The use of these functions is illustrated in this simple example:

```{r}
analyze <- function(x, features) {
  
  # normalize whatever we were passed (e.g. a dplyr tbl) into a DataFrame
  df <- spark_dataframe(x)
  
  # get the underlying connection so we can create new objects
  sc <- spark_connection(df)
  
  # create an object to do the analysis and call its `analyze` and `summary`
  # methods (note that the df and features are passed to the analyze function)
  summary <- sc %>%  
    invoke_new("com.example.tools.Analyzer") %>% 
      invoke("analyze", df, features) %>% 
      invoke("summary")

  # return the results
  summary
}
```

The first argument is an object that can be accessed using the Spark DataFrame API (this might be an actual reference to a DataFrame or could rather be a dplyr `tbl` which has a DataFrame reference inside it). 

After using the `spark_dataframe` function to normalize the reference, we extract the underlying Spark connection associated with the data frame using the `spark_connection` function. Finally, we create a new `Analyzer` object, call it's `analyze` method with the DataFrame and list of features, and then call the `summary` method on the results of the analysis.

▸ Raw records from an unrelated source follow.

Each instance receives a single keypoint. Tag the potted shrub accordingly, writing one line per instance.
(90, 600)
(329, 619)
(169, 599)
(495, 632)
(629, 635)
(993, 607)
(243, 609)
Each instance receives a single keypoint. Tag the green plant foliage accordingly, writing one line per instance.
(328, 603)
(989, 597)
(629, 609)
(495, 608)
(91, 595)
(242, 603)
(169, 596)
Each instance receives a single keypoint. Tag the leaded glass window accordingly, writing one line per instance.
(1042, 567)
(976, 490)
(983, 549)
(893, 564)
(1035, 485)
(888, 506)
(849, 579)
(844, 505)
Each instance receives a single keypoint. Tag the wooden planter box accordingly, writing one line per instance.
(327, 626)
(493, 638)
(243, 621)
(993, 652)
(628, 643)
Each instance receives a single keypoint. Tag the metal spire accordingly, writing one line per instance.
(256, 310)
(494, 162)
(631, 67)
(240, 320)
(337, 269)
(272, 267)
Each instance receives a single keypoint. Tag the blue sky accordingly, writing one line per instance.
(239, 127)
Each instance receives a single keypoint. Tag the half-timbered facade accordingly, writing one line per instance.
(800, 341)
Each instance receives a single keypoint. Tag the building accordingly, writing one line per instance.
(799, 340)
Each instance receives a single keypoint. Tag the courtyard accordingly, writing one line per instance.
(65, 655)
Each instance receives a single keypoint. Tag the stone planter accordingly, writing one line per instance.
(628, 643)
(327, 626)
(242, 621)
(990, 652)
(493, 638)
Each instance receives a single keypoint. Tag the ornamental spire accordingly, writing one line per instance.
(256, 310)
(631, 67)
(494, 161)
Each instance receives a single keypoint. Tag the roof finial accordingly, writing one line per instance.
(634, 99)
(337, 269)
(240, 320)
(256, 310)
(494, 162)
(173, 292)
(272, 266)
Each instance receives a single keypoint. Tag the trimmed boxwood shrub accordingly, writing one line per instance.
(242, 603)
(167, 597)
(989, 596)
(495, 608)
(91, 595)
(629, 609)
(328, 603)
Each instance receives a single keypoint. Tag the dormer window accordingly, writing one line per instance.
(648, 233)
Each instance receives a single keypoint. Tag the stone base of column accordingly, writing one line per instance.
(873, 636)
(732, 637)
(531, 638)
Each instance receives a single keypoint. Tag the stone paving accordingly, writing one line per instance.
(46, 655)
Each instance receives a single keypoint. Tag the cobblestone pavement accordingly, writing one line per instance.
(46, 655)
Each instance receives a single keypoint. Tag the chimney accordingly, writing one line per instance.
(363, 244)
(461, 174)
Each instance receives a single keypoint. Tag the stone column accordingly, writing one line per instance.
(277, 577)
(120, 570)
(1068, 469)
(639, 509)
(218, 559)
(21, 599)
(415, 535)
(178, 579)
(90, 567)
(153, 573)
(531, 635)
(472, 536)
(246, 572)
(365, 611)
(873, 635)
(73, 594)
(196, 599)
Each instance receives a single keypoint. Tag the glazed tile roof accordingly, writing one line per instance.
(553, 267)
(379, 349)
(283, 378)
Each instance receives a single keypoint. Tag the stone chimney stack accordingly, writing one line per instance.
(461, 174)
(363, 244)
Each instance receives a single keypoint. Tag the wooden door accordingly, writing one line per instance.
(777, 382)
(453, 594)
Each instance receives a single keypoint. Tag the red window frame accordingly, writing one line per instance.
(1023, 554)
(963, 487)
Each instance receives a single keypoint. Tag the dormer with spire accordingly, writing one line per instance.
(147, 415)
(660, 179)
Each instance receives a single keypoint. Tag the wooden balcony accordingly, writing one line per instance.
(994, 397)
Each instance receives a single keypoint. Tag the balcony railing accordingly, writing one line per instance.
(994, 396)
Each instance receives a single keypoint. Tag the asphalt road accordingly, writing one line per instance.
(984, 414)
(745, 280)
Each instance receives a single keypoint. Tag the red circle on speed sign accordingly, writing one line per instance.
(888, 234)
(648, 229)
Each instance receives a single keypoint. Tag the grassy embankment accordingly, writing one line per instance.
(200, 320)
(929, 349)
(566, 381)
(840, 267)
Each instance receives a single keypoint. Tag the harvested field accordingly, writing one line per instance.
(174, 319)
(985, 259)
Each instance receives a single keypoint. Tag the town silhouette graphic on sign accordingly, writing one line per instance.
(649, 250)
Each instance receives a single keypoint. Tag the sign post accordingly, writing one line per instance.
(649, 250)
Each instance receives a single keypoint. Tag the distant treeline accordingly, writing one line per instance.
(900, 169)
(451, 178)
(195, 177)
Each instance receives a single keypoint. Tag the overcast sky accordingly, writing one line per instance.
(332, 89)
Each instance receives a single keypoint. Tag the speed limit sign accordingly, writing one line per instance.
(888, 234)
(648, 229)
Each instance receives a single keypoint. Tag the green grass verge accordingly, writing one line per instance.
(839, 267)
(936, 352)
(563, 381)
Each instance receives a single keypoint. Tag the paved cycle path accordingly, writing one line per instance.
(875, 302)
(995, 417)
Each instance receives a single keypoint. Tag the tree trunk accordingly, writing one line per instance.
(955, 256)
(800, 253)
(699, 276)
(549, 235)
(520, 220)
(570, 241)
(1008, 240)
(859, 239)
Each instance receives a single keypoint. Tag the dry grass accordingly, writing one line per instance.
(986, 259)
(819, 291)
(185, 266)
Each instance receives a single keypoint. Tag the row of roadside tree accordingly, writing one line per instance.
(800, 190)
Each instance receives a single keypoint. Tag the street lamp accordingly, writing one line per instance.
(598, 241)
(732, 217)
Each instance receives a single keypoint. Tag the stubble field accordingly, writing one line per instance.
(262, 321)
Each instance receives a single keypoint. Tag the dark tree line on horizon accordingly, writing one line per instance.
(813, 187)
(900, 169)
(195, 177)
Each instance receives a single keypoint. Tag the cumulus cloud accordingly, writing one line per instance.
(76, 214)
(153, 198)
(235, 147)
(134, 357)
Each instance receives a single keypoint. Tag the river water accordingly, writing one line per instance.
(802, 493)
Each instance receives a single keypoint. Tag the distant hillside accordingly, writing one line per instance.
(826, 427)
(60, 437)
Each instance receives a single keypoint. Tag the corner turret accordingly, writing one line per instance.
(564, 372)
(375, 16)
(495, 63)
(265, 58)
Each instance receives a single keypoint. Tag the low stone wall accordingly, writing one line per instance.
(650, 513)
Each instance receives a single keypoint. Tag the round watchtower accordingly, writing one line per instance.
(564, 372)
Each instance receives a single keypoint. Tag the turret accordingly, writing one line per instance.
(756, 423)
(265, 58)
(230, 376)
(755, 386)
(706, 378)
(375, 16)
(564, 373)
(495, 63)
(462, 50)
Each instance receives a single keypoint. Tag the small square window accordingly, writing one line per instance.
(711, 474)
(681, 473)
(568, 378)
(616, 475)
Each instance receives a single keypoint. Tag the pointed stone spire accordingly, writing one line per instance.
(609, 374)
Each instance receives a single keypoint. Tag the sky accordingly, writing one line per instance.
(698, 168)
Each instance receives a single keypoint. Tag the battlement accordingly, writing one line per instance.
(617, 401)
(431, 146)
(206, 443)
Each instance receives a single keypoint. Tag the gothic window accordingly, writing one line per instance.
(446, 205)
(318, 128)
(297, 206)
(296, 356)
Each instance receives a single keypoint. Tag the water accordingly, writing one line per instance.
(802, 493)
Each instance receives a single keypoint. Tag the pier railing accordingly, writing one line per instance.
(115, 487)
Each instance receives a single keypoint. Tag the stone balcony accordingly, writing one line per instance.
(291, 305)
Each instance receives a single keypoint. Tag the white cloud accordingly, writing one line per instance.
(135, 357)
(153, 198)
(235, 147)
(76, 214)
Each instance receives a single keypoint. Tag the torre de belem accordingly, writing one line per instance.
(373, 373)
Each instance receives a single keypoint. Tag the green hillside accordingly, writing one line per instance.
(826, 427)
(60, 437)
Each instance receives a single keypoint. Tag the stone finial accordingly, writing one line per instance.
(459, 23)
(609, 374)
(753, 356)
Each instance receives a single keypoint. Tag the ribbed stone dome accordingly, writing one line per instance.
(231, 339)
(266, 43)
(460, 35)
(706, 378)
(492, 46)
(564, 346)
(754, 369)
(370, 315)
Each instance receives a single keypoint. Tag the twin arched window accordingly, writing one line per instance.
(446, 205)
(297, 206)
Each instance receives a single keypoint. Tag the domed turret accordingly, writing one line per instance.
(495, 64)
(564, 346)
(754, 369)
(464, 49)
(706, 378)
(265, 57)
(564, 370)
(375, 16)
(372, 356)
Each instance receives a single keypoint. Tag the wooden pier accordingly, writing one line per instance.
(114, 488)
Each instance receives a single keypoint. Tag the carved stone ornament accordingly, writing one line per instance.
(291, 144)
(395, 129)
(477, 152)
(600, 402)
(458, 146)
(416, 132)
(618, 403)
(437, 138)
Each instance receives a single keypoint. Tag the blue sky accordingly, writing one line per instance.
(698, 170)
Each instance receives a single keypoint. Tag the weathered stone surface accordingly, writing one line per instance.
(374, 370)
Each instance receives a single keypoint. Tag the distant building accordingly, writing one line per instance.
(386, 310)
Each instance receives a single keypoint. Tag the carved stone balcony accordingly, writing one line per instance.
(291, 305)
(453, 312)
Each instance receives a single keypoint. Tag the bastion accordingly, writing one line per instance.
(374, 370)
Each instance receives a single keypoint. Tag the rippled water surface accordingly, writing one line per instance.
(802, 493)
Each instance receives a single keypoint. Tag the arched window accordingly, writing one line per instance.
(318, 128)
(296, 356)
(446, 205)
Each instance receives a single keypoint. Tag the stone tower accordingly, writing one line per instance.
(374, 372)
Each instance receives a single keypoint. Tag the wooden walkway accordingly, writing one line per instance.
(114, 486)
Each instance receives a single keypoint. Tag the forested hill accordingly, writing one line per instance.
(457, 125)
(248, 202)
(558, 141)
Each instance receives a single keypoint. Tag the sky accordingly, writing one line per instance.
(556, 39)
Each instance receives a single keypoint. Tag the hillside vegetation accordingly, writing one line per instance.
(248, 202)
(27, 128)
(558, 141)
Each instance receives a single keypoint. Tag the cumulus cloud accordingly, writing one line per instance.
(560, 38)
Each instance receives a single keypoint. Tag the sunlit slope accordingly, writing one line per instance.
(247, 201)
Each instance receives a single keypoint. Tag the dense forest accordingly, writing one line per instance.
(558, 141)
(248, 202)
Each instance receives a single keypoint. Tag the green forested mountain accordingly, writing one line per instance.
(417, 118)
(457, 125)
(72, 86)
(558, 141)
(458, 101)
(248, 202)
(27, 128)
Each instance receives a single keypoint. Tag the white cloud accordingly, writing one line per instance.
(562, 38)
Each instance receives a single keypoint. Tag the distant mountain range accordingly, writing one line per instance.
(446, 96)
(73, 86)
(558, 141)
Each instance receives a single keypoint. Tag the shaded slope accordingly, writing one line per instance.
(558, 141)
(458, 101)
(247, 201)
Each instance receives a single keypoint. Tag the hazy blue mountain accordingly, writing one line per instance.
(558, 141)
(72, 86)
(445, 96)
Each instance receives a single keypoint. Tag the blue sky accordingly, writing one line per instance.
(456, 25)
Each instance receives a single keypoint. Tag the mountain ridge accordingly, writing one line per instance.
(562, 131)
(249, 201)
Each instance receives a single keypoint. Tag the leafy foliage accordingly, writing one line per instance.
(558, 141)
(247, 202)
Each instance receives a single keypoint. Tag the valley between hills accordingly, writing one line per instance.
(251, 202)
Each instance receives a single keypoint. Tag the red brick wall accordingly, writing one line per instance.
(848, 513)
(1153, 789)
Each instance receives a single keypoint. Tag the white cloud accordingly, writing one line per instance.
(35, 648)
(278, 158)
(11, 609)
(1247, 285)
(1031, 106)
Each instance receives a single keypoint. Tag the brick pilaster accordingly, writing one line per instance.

Accepting a `spark_jobj` or `spark_dataframe` as the first argument of a function makes it very easy to incorporate into magrittr pipelines so this pattern is highly recommended when possible.

## Dependencies

When creating R packages which implement interfaces to Spark you may need to include additional dependencies. Your dependencies might be a set of [Spark Packages](https://spark-packages.org/) or might be a custom JAR file. In either case, you'll need a way to specify that these dependencies should be included during the initialization of a Spark session. A Spark dependency is defined using the `spark_dependency` function:

| Function | Description  |
|----------------------------|---------------------------------------------|
| spark_dependency | Define a Spark dependency consisting of JAR files and Spark packages |

Your extension package can specify it's dependencies by implementing a function named `spark_dependencies` within the package (this function should *not* be publicly exported). For example, let's say you were creating an extension package named **sparkds** that needs to include a custom JAR as well as the Redshift and Apache Avro packages:

```{r}
spark_dependencies <- function(spark_version, scala_version, ...) {
  spark_dependency(
    jars = c(
      system.file(sprintf("java/sparkds_%s_%s.jar", spark_version, scala_version), 
                  package = "sparkds")
    ),
    packages = c(
      sprintf("com.databricks:spark-redshift_%s:0.6.0", scala_version),
      sprintf("com.databricks:spark-avro_%s:2.0.1", scala_version)
    )
  )
}

.onLoad <- function(libname, pkgname) {
  sparkapi::register_extension(pkgname)
}
```

The `spark_version` argument is provided so that a package can support multiple Spark versions for it's JARs. Note that the argument will include just the major and minor versions (e.g. `1.6` or `2.0`) and will not include the patch level (as JARs built for a given major/minor version are expected to work for all patch levels).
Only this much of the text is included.